Il quartiere Kalsa, di chiara origine araba, è uno dei più antichi. Anche qui non manca la possibilità di gustare i sapori della Palermo popolare e arrivando nella piazza del quartiere ci pensano gli odori nell’aria a ravvivare i sensi. C’è Chiluzzo, che nel suo banchetto mette a dura prova le voglie degli avventori data la vasta scelta di condimenti con cui riempie i suoi panini: panelle, crocchè, melanzane fritte. Mentre a pochi metri, per chi preferisse i sapori del mare, c’è il banchetto del cozze e delle vongole, anche questo attivo fino a tarda notte. E intanto sarà impossibile non accorgersi del prospetto del Santa Teresa, la monumentale chiesa barocca del ‘700, che sovrasta la piazza. Siamo di fronte al Foro Italico adesso, il prato che è anche lungomare e che collega proprio i quartieri Cala e Kalsa. Percorrendolo si arriverà alla Villa Giulia, giardino pubblico di fine ‘700, e all’Orto Botanico, un enorme museo di piante e alberi all’aperto attivo da oltre duecento anni.

Incontrerete anche i frittulari, cioè i venditori di frittola, anche questa una mistura di frattaglie di vitello o maiale ridotte quasi in poltiglia e poi fritte nello strutto.

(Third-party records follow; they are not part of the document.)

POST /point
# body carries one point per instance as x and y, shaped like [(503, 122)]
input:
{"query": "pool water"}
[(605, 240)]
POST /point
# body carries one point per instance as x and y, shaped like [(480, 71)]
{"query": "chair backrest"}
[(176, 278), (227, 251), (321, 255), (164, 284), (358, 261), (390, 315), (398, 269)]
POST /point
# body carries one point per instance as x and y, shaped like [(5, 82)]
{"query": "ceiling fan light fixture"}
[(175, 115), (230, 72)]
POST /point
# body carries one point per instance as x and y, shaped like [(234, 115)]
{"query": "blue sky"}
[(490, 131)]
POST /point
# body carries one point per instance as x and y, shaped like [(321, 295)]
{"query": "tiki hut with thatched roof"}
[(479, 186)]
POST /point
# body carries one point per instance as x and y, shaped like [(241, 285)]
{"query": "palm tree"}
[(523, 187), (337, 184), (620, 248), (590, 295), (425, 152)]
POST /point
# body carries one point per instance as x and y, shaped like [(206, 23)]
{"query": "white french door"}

La presentazione risulterà un po’ misteriosa dal momento che la mercanzia viene tradizionalmente riposta in un grande cesto di vimini e messa a riposare coperta da un panno che non permette di vederne il contenuto. C’è chi giura che ci voglia del coraggio per assaggiarla ma anche chi poi non se ne pente.
Un giro per il centro storico di Palermo vi permetterà di imbattervi spesso in un altro tipico rivenditore ambulante: è lo sfincionaro, il venditore dello sfincione, il pane pizza palermitano tanto spugnoso quanto gustoso. Di sfincionari in giro per la città, che dal loro “lapino” (la classica moto Ape) urlano ai passanti frasi per invogliare all’acquisto, ce ne sono molti e tutti riforniti dal laboratorio di via Candelai, attivo ogni notte per la preparazione dello sfincione fatto come tradizione comanda.